Advantages and Disadvantages of 4K Resolution
The increasing trend of monitor resolution and panel sizes probably does not surprise anyone any more. It's a direction that simplifies the everyday lives of us creators. It was not so long ago that I transitioned to a 50+ megapixel camera. All the more reason I welcomed the large, yet fine resolution. Despite thinking that 2K was more than enough, it was only until the moment I tried 4K that I re-evaluated my position. It's breathtaking and believe me, you will never want to go back. Just like anything else, it does have its disadvantages. Some software just is not fine-tuned enough for large 4K resolutions. Photoshop CS6, which is the version I use, became more difficult to use because of the smaller tool bars and other tools. The newest version (CC) by Adobe is much better in terms of font legibility. Unfortunately, I have not had the opportunity to try it myself. In my opinion, it is more a problem of older versions by Adobe. Luckily, Windows has options for enlarging text and windows and so usability is fine. With the high resolution of 4096x2160 comes increased computer hardware demands. Simply put, my computer occasionally sweats a bit due to the larger quantity of displayed data. But I have had the computer for 5 years now (i7-4770K, 32GB RAM), and I am beginning to look for a more powerful upgrade. Despite this, I have no complaints regarding the monitor and working with them. I just like fast response times and to work quickly. Plenty of time and effort is spent on editing, usually PSB files (PSD files only support up to 2 GB), which have several gigabytes and tens of layers. Having a performance workstation to compliment the monitor is an advantage. We must not forget that. However, someone professionally invested in similar 4K display panels, usually also has a performance rendering and computing PCs.

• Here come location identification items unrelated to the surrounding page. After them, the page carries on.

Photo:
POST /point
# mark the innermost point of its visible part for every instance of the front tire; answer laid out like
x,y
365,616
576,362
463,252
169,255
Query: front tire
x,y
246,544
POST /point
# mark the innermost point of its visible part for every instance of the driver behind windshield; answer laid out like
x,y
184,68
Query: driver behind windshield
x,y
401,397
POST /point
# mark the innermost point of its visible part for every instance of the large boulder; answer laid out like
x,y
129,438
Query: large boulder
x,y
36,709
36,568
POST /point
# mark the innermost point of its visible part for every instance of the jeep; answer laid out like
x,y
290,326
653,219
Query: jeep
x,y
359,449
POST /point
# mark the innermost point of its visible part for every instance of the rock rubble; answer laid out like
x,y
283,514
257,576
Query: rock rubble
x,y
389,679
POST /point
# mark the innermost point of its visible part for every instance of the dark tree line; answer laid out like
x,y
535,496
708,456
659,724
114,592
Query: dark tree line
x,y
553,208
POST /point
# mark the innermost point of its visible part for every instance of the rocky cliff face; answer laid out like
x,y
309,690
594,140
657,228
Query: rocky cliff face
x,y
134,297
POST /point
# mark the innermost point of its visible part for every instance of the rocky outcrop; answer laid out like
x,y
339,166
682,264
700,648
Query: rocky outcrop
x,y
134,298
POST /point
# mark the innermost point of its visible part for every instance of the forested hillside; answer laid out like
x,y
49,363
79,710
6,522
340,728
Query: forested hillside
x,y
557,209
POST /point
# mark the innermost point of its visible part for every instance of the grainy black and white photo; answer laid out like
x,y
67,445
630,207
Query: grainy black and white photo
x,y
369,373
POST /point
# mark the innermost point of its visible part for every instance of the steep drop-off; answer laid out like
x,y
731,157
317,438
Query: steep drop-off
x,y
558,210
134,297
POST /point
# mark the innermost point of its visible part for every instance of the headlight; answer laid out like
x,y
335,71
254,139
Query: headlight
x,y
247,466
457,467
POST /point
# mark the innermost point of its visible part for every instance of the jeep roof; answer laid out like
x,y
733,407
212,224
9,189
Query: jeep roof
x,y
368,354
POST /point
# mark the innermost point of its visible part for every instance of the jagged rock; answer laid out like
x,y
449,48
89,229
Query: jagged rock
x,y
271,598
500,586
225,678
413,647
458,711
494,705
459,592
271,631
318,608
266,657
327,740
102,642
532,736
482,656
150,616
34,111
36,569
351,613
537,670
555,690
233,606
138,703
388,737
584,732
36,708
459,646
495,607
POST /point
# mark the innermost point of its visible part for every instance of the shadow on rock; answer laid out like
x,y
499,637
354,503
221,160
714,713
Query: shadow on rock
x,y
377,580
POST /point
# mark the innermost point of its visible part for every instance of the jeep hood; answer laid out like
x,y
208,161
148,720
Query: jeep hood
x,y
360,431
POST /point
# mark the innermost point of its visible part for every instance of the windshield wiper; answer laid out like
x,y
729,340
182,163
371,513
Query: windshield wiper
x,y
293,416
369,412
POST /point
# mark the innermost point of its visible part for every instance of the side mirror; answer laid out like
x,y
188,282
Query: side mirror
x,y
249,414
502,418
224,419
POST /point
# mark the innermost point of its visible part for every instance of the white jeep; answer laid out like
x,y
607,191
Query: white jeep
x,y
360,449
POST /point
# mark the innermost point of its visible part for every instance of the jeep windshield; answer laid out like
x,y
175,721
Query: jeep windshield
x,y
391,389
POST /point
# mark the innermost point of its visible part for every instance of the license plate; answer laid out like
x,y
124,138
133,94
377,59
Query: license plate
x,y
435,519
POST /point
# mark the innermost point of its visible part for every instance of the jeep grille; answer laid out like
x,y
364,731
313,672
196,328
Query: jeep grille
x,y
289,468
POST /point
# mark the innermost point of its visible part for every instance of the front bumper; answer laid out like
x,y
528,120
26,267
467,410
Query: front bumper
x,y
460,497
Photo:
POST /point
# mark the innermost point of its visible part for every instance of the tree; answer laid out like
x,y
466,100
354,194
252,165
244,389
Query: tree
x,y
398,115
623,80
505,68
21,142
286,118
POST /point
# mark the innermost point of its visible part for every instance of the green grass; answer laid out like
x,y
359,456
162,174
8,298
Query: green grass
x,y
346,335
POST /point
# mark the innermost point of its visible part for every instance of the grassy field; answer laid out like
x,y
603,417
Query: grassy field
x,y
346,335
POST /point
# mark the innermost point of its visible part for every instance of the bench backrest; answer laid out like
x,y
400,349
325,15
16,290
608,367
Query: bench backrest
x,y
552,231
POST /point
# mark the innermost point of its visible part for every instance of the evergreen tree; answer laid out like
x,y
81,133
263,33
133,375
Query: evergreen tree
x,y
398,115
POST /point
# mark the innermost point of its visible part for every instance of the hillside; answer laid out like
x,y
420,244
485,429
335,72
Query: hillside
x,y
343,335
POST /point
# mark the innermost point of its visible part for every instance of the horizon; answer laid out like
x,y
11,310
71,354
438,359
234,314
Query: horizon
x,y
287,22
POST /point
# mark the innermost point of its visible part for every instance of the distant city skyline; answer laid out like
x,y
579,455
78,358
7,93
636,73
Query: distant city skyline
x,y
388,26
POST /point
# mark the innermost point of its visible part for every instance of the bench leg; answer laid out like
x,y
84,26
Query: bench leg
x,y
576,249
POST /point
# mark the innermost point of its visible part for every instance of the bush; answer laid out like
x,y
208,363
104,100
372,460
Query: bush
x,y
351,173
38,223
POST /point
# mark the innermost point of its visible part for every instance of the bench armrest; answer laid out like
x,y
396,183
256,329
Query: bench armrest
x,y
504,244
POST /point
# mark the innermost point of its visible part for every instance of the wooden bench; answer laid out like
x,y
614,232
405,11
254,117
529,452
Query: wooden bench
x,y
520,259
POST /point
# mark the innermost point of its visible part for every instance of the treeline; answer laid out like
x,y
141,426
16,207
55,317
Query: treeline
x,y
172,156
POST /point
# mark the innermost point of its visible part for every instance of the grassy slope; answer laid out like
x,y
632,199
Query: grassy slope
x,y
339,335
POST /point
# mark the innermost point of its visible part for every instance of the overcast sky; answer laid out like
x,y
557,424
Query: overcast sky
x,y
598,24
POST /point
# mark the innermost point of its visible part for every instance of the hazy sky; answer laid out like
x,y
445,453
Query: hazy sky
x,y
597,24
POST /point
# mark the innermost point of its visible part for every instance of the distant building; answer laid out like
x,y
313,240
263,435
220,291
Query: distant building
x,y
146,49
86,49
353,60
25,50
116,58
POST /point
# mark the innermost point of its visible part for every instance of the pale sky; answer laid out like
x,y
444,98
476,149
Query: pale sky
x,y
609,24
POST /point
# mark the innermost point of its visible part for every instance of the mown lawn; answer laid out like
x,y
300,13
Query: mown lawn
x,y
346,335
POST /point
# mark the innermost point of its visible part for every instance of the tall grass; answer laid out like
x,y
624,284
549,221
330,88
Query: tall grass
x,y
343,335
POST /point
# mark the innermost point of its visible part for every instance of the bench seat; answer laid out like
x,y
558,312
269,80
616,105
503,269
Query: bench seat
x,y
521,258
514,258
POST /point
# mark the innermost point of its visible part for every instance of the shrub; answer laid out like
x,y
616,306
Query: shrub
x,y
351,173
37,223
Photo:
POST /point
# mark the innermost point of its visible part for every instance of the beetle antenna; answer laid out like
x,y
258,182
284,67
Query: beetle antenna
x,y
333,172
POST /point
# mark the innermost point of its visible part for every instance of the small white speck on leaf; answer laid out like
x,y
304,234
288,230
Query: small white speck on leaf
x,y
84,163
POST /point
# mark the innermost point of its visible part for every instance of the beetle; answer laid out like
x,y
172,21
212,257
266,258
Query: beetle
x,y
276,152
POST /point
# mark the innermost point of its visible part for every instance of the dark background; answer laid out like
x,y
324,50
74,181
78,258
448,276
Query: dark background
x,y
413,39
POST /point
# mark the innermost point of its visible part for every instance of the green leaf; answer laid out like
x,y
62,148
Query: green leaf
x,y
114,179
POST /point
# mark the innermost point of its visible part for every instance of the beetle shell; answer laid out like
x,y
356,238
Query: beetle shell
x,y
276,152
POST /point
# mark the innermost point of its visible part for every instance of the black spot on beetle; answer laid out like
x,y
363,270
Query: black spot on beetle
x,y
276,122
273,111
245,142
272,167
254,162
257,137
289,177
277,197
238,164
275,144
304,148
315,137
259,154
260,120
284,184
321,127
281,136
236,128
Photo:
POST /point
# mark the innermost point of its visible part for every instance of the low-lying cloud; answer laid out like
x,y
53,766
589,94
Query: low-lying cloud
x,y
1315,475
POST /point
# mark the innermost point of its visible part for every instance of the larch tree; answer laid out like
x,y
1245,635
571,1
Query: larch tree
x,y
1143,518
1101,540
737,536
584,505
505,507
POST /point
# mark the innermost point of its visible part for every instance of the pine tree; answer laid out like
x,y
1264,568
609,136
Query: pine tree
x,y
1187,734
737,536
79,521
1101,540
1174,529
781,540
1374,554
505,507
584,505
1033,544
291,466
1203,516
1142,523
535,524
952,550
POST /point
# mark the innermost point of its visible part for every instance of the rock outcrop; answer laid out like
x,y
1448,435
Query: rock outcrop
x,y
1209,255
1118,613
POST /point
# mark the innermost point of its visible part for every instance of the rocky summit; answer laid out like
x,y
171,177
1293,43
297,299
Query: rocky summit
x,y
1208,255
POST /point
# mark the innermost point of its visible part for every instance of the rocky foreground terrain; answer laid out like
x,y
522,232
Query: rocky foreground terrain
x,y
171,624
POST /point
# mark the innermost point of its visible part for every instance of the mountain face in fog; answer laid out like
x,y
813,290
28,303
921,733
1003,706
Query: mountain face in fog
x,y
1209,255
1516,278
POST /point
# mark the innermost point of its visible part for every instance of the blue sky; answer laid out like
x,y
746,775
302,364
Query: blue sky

Clients often come by the studio to purchase my photographs. They sit next to me and I show them my work on the PC. The comfort I am able to offer them, and the accompanying WOW effect, can often be key to closing a deal. I know this because the photograph shown to them on the monitor in the studio is identical to the printouts they purchase. The recent Miami exhibition in December convinced me on this. At the SCOPE exhibition, we had several limited printouts on display, which I was tuning just before printing and sending to Florida. They were large-format photographs, over 150 cm long. The moment a printout can be compared to the highest quality achieved by international authors in world galleries, and the feeling that every piece is exactly in its place - priceless. The road to this internal success is very long and hard. I'm not going to lie about it. It's many days, weeks and months of hard work. But there are products available that, although will not do the work for you, can make your efforts much easier. I know it will sound cliché but working with the CG318-4K monitor is genuinely pure joy.